Gauge boson

Gauge bosons, and field quanta are in elementary particle physics, the particles that mediate the fundamental forces. This is done by bosons are emitted from a particle and received from another. Therefore, they are also referred to as exchange particles, messenger particles, carrier particles, force particles or interaction particles.

  • 2.1 Grand Unified Theory
  • 2.2 gravitational
  • 2.3 W ' and Z' bosons
  • 2.4 Supersymmetric partners

Standard Model

One demands of a field theory that their effect should be independent of a local calibration, an additional gauge field may need to be introduced so that the Lagrangian of the theory satisfies this condition. During quantization, so the transition to a quantum field theory, the gauge bosons correspond to the field quanta of the gauge field. Have in common is that they have integer spin, therefore the specification bosons. The spin of all gauge bosons of the standard model has the first amount you are so vector particle.

The photon is the best known gauge boson. It mediates the electromagnetic interaction. The other gauge bosons of the Standard Model are the eight gluons of the strong interaction and the W - and Z bosons of the weak nuclear force.

Multiplicity

In a quantized gauge theory gauge bosons are quanta of the gauge fields. There are so many gauge bosons as generators of the gauge group. In quantum electrodynamics the gauge group U (1) is one-dimensional, so there is only one gauge boson. The gauge group of quantum chromodynamics, SU (3) has eight generators, accordingly, there are eight gluons. The unified theory of electroweak interactions ( GSW ) is the group SU (2) × U (1) basis, this ultimately leads to the four gauge bosons photon, W -, W - and Z 0 boson.

Gauge bosons are adjoint representations of the underlying symmetry group. For the SU (N ) groups of the standard model, this representation - dimensonal. Therefore, there are 8 gluons and 4 ( = 3 1) gauge bosons of the electroweak theory.

Mass

The gauge invariance condition requires that all gauge bosons are massless, since a mass term in the Lagrangian is not gauge invariant. The W - and Z bosons, however, have mass. This is an effect of the Higgs mechanism in which the SU (2) × U (1 ) symmetry of the electroweak interaction is spontaneously broken.
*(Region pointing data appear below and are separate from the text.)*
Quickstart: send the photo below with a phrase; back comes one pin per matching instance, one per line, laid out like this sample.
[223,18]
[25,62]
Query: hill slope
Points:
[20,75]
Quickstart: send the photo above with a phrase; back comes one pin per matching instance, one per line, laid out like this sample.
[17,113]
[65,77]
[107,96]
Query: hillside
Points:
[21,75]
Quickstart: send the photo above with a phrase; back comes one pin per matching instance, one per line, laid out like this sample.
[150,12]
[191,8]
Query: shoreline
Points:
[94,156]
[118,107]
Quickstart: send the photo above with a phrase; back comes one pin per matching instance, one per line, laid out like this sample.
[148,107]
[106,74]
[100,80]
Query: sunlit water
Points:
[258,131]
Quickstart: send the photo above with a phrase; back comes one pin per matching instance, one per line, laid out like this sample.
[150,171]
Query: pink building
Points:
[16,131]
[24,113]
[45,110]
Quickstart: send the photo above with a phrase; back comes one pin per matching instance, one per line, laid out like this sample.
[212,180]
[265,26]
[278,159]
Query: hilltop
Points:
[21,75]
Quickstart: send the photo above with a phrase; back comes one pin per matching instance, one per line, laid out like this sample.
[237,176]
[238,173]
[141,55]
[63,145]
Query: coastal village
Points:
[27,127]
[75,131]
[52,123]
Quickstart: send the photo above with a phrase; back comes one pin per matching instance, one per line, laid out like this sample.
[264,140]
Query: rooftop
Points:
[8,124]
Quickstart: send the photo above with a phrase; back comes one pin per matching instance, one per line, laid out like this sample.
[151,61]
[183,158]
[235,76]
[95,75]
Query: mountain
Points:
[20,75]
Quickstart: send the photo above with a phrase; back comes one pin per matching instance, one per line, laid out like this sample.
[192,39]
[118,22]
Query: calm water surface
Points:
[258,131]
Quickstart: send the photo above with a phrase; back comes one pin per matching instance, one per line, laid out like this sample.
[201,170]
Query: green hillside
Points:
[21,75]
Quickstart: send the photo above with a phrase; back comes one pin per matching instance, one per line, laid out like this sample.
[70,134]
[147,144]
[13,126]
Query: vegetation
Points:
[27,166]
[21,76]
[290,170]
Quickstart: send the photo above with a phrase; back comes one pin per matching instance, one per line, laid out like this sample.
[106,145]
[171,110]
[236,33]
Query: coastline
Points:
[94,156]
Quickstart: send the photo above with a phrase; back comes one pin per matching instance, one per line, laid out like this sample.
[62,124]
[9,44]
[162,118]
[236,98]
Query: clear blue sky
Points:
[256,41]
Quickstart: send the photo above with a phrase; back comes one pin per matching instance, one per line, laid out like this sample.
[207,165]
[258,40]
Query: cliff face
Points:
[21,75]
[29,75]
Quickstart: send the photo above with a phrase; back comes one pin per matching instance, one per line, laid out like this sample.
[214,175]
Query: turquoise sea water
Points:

Be measured not the original SU (2) × U (1) gauge bosons, but linear combinations thereof. The Higgs particle associated is the only experimentally unconfirmed particles of the Standard Model of elementary particle physics. Experimental evidence is a principal object of the Large Hadron Collider (LHC ). On 4 July 2012, the discovery of a boson with a mass of about 125 GeV / c ² was announced by CERN, in which it could be either the Higgs particle.

Beyond the Standard Model

Many theories beyond the Standard Model of elementary particle physics, introduce new interactions and thus also new gauge bosons. However, to date none of these particles was measured in one experiment. In fact, even the graviton is a hypothetical particle, since no quantum gravity theory has been confirmed by experiments.

Grand Unified Theory

In Grand Unified Theories ( GUTs ) predict additional gauge bosons as X and Y. This would convey interactions between quarks and leptons, so that the conservation of baryon number violating and could thus cause a proton decay. These bosons would by symmetry breaking extremely massive ( even heavier than the W and Z bosons ), their spins 0 or 1

Gravity

The gravitational interaction is not an object of the standard model, as well as the hypothetical carrier, the graviton in contrast to the other. This is also why an exception because it is a Tensorboson as a spin- 2 particles, which is in agreement with the attractive interaction between masses (called " gravitational charge ").

W ' and Z' bosons

W 'and Z' (read: W -prime and Z prime ) are hypothetical gauge bosons, the virtue of the fermions of the standard model coupled to their isospin. Your spin is 1

By extending the standard model to include at least one additional U (1) gauge group a Z ' boson can be produced, but no W' boson. Another way of enlargement, n SU (2 ) gauge groups to adopt, one of which produces the usual W and Z bosons, the other n - 1, the W ' and Z' bosons.

Supersymmetric partners

The hypothetical supersymmetric partners of gauge fields are the following gaugino fields:

  • Eight gluinos as superpartners of the gluons.
  • The electroweak gaugino fields mix after the minimal supersymmetric standard model ( MSSM ) with the Higgsino fields to two pairs of electrically charged charginos and four electrically neutral neutralino hypothetically observable particles. The Higgsinos are the superpartners of the hypothetical Higgs fields, of which there are others in the MSSM.
  • A gravitino as the supersymmetric partner of the graviton on the theory of supergravity ( SUGRA ) - as the graviton is not a part of the SM not part of the MSSM.